Sale of accounts payable

In QuickBooks, you typically don’t record the sale of accounts payable directly because accounts payable represents the amount you owe to suppliers or vendors for goods or services that you’ve received but not yet paid. Accounts payable is a liability account, and it decreases when you make payments to your vendors.

If you are trying to settle your accounts payable early by negotiating with your vendors to pay them a reduced amount (sometimes referred to as a “settlement” or “early payment discount”), you would record this as a discount on the payment you make. Here’s how you can do it:

Step 1: Create a Bill Payment:

  1. Go to the QuickBooks homepage.
  2. Click on the “Create” button (usually represented by a plus “+” sign) at the top of the screen.
  3. Under the “Vendors” column, select “Pay Bills.”

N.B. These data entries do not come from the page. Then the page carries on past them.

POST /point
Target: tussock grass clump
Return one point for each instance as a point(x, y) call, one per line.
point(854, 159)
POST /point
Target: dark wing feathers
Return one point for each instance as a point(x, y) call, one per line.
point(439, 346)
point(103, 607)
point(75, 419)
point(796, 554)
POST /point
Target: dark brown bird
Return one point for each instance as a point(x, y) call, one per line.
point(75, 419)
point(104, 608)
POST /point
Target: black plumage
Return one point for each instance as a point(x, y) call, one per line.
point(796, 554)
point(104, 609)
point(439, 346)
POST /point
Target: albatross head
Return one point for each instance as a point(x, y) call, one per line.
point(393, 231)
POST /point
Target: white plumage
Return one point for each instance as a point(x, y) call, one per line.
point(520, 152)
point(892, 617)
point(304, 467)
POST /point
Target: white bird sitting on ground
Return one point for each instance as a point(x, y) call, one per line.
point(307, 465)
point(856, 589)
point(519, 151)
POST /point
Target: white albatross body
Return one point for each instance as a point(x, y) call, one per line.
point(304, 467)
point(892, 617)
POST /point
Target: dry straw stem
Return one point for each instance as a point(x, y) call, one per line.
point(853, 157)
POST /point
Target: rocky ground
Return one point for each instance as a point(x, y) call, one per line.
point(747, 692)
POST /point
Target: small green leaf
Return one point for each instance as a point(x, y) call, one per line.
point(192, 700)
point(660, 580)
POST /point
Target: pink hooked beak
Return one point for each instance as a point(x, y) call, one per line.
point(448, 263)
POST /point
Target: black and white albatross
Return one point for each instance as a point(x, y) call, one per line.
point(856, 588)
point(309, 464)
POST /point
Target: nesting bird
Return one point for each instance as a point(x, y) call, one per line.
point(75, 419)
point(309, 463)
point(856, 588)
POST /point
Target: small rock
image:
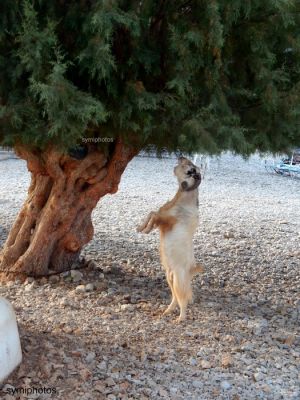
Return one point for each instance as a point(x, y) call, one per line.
point(92, 264)
point(90, 357)
point(63, 302)
point(80, 289)
point(205, 364)
point(193, 361)
point(76, 275)
point(229, 235)
point(226, 360)
point(53, 278)
point(109, 382)
point(30, 287)
point(127, 307)
point(89, 287)
point(197, 384)
point(225, 385)
point(258, 376)
point(163, 393)
point(102, 366)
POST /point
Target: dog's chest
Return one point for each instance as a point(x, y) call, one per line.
point(187, 217)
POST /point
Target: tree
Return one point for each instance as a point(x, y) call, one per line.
point(85, 85)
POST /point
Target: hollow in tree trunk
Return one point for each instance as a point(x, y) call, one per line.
point(55, 220)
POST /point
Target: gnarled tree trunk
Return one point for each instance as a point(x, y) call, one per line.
point(55, 220)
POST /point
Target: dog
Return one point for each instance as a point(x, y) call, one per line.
point(177, 221)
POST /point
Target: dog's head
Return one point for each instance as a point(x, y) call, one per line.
point(188, 174)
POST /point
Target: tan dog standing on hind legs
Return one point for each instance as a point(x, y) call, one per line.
point(177, 221)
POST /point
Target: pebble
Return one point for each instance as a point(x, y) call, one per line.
point(80, 289)
point(225, 385)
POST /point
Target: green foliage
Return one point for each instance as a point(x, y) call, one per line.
point(191, 75)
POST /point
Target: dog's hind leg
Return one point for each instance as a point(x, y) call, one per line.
point(173, 303)
point(197, 268)
point(183, 292)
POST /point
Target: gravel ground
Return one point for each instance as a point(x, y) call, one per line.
point(97, 333)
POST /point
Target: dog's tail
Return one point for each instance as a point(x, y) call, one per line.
point(196, 269)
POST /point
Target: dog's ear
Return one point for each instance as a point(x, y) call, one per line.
point(184, 185)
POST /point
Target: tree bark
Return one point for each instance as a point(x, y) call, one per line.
point(55, 220)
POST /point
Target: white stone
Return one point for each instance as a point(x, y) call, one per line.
point(76, 275)
point(10, 347)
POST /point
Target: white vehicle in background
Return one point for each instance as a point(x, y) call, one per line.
point(288, 166)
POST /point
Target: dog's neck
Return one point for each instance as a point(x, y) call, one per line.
point(188, 197)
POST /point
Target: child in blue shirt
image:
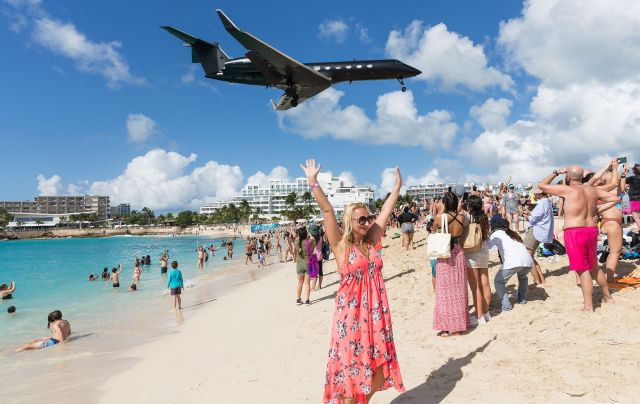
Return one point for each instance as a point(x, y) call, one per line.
point(175, 285)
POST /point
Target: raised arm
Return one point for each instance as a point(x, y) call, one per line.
point(328, 215)
point(558, 189)
point(378, 227)
point(600, 173)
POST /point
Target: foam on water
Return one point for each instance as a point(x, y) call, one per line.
point(53, 275)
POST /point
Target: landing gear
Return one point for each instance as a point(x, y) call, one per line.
point(401, 81)
point(291, 92)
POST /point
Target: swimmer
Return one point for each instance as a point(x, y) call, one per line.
point(60, 331)
point(136, 271)
point(6, 292)
point(115, 277)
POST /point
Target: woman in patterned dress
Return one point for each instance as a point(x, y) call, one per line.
point(450, 313)
point(362, 355)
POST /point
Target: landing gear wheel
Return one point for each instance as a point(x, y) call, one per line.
point(401, 81)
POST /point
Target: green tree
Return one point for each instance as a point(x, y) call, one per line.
point(245, 210)
point(185, 218)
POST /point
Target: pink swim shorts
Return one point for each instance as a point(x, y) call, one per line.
point(581, 244)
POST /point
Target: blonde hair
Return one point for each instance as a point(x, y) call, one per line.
point(347, 221)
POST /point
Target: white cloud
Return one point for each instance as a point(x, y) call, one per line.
point(333, 29)
point(49, 186)
point(102, 58)
point(349, 178)
point(162, 180)
point(396, 117)
point(140, 127)
point(262, 179)
point(363, 33)
point(569, 41)
point(493, 114)
point(445, 57)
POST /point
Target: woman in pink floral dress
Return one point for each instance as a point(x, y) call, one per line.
point(362, 355)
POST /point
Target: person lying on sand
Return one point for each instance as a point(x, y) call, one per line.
point(60, 332)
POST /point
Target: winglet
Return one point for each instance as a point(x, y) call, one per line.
point(228, 24)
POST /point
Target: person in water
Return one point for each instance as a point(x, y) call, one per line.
point(176, 285)
point(6, 292)
point(60, 332)
point(115, 278)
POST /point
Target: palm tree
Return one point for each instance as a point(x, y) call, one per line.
point(245, 210)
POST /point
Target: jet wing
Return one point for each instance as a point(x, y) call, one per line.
point(286, 66)
point(304, 93)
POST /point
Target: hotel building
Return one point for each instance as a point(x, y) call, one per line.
point(271, 198)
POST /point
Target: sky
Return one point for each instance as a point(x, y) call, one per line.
point(95, 98)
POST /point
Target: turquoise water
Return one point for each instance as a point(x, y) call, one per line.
point(53, 275)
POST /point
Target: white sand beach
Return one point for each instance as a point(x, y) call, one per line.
point(255, 345)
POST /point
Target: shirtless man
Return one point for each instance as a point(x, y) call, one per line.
point(580, 229)
point(608, 180)
point(115, 277)
point(248, 249)
point(60, 331)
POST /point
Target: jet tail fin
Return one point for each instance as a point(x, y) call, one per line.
point(209, 55)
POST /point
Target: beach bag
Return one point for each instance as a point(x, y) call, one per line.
point(314, 267)
point(471, 239)
point(439, 244)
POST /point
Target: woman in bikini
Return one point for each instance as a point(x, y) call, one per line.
point(362, 355)
point(450, 312)
point(608, 180)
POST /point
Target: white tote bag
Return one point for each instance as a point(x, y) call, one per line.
point(439, 244)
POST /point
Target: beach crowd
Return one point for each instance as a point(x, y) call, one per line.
point(462, 228)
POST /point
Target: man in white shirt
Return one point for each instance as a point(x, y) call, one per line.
point(540, 231)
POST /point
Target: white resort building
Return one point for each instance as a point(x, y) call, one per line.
point(271, 198)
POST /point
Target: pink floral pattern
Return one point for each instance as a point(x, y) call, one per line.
point(362, 335)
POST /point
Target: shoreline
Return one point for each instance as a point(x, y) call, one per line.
point(77, 368)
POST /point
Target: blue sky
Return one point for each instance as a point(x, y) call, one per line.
point(96, 98)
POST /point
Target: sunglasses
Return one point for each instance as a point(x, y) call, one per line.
point(362, 220)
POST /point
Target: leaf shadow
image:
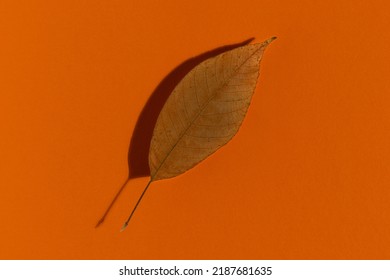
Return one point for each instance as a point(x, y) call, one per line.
point(140, 141)
point(138, 153)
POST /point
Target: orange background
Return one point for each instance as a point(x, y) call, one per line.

Step 2: Pay the Bill with a Discount:

  • In the “Pay Bills” window, select the vendor and bill you’re paying.
  • Enter the discounted amount in the “Payment” column. This should be the amount you agreed upon with the vendor.
  • QuickBooks should automatically calculate the discount based on the terms you’ve set up in your vendor’s profile. The “Discount” column should show the calculated discount.
  • Review the payment details to ensure accuracy.

Step 3: Save the Bill Payment:

Review the bill payment details and save the transaction.

This way, you are reducing your accounts payable by the discounted amount, which effectively represents the reduction in your payable liability.

If you’re dealing with a more complex financial transaction, such as factoring accounts payable, you should consult with an accountant or financial advisor for guidance on how to properly account for such transactions in QuickBooks.